第五幕
この幕で完結です。
第五幕
久しぶりに会った彼女はとても元気そうだった。人形の動かし方もさらに人間味を帯びて、物語の中に引き込まれる様だった。控室でもかつての様に憂いを帯びた表情ではなく、自信に満ち溢れた様子であった。彼女は未だに家族とは会えていない様だ。それでも時たま舞台から控室に戻ると
「今回も良い舞台でしたよ
母より」
と言うメッセージカードの挟まった花束が置いてある事がある、と彼女は言っていた。
蓮子もこの前の様に取り繕う様な違和感は感じられない様で、安心していた。
アリスさんは順調に歩を進めていると実感させられた。それと同時に時の流れを感じた。私たち秘封倶楽部も大学を出ればサークルではいられなくなる。蓮子はすでに大学院の教授からスカウトを受けているそうだ。彼女は「研究なんかより秘封倶楽部で探検した方がよっぽど楽しいし有意義だわ」とか言って全てを蹴ったそうだ。私としてはとても嬉しかった、研究者としてその台詞はどうかとも思ったけど。
「時間の流れを感じるわねぇ」
「そうね、時間が流れるのがやけに早いわね」
「なにババ臭いこと言ってんのよ」
「蓮子が言い始めたんじゃない」
蓮子も同じことを考えていたのだろうか。
「メリー、油断してると大学なんてあっという間よ?」
「何に対する油断よ、それ」
「時間に決まってるじゃない」
「だったら遅刻を減らしたら?」
「あと10年ぐらいしたら治るわよ。だから気長に待つことね」
「自信げに言わないでよ」
どうやら秘封倶楽部は10年後も健在だと思っているようだ。いま思えばもともと秘封倶楽部はサークルとして認可されてない訳だし、大学を出ても変わりはないのかもしれない。

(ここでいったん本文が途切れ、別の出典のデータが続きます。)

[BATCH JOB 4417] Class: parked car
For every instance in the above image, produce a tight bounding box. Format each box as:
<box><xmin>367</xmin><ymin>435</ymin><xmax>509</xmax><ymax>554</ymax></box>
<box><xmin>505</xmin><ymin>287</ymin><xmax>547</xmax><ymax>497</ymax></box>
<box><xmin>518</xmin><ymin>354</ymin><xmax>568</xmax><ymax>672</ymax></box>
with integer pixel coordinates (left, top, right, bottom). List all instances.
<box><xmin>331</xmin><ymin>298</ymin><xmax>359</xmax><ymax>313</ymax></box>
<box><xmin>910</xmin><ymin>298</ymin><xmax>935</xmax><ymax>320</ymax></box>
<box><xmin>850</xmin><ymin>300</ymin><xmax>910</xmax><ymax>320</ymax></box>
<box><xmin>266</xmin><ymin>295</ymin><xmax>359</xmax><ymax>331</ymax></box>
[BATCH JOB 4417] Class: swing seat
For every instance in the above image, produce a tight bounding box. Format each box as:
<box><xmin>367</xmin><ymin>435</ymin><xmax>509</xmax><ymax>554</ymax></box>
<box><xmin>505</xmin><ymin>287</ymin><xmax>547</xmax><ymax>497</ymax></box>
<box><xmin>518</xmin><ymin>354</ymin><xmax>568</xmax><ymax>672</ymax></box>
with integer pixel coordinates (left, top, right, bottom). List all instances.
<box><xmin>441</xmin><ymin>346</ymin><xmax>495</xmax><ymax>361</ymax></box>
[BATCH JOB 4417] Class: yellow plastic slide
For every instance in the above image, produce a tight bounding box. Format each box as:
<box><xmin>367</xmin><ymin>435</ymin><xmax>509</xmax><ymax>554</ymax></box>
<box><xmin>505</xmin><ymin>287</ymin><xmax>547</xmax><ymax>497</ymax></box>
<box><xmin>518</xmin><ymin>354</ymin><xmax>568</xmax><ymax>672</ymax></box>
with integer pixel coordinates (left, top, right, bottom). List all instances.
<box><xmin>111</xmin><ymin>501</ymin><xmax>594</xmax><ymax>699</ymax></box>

「つまり後10年は定期的に蓮子にランチを奢ってもらえる訳ね」
「…ねぇ、メリー。せめて2時間に一回にしてくれない?」
「遅刻を直すっていう考えはないの?」
「無理ね、これは不可抗力なんだから」
私と蓮子の関係はこれからもきっと、ゆるゆると続いていきそうである。そう実感した4/15だった。
Fin
すいませんでした。
アリスさんが動かせなんだです。
今後作者が成長したら出てくるかもです。